[llvm-dev] Possible bug in x86 frame lowering with SSE instructions?
Jonathan Smith via llvm-dev
llvm-dev at lists.llvm.org
Tue Oct 27 02:52:21 PDT 2020
Interesting. Thank you.
I'm still curious to know what commit fixed this problem, although it
sounds like it's also a problem with how Solaris is implementing the
ABI.
I suppose it's time for me to go hunting through commits.
On Tue, Oct 27, 2020 at 2:21 AM Wang, Pengfei <pengfei.wang at intel.com> wrote:
>
> Hi Jonathan,
>
> It seems the trunk code solves this problem. https://godbolt.org/z/Y1Wdbj
> I took a look at the x86 ABI: https://gitlab.com/x86-psABIs/i386-ABI/-/tree/hjl/x86/1.1#
> It says "In other words, the value (%esp + 4) is always a multiple of 16 (32 or 64) when control is transferred to the function entry point."

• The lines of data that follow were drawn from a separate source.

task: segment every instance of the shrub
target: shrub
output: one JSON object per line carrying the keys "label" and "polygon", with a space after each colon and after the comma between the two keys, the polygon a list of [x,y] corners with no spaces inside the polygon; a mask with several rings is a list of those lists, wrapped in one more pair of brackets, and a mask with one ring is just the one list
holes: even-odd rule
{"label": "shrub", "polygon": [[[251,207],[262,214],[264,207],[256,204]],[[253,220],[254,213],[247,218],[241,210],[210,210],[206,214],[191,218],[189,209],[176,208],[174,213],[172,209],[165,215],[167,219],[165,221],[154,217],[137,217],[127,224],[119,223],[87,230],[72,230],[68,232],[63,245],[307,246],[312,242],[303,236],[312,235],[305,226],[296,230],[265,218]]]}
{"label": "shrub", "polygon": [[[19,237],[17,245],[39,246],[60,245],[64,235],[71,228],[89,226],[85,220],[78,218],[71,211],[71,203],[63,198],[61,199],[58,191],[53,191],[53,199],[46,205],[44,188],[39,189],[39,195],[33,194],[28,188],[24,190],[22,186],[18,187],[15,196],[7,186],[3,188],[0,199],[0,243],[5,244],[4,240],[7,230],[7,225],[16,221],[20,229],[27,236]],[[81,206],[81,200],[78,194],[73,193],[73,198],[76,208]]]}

> So if the OS follows the ABI, the ESP's value should always be 0xXXXXXXXC when enters to a function, and it turns to be 0xXXXXXXX8 after "push ebp". Which happens to be aligned to 8.
>
> Thanks
> Pengfei
>
> -----Original Message-----
> From: llvm-dev <llvm-dev-bounces at lists.llvm.org> On Behalf Of Jonathan Smith via llvm-dev
> Sent: Tuesday, October 27, 2020 6:51 AM
> To: llvm-dev <llvm-dev at lists.llvm.org>
> Subject: [llvm-dev] Possible bug in x86 frame lowering with SSE instructions?
>
> Hello, everyone.
>
> I'm looking for some insight into a bug I encountered while testing some custom IR passes on Solaris (x86) and Linux. I don't know if it's a bug with the x86 backend or the way the frame is set up by Solaris
> -- or if I'm simply doing something I shouldn't be doing. The bug manifests even if I don't run any of my passes, so I'm certain those aren't the issue.
>
> Given the following test C code:
>
> int main(int argc, char **argv) {
> int x[10] = {1,2,3};
> return 0;
> }
>
> I compile it to IR with the following arguments:
>
> clang --target=i386-sun-solaris -S -emit-llvm -Xclang -disable-O0-optnone -x c -c array-test.c -o array-test.ll
>
> This yields the following IR:
>
> target datalayout =
> "e-m:e-p:32:32-p270:32:32-p271:32:32-p272:64:64-f64:32:64-f80:32-n8:16:32-S128"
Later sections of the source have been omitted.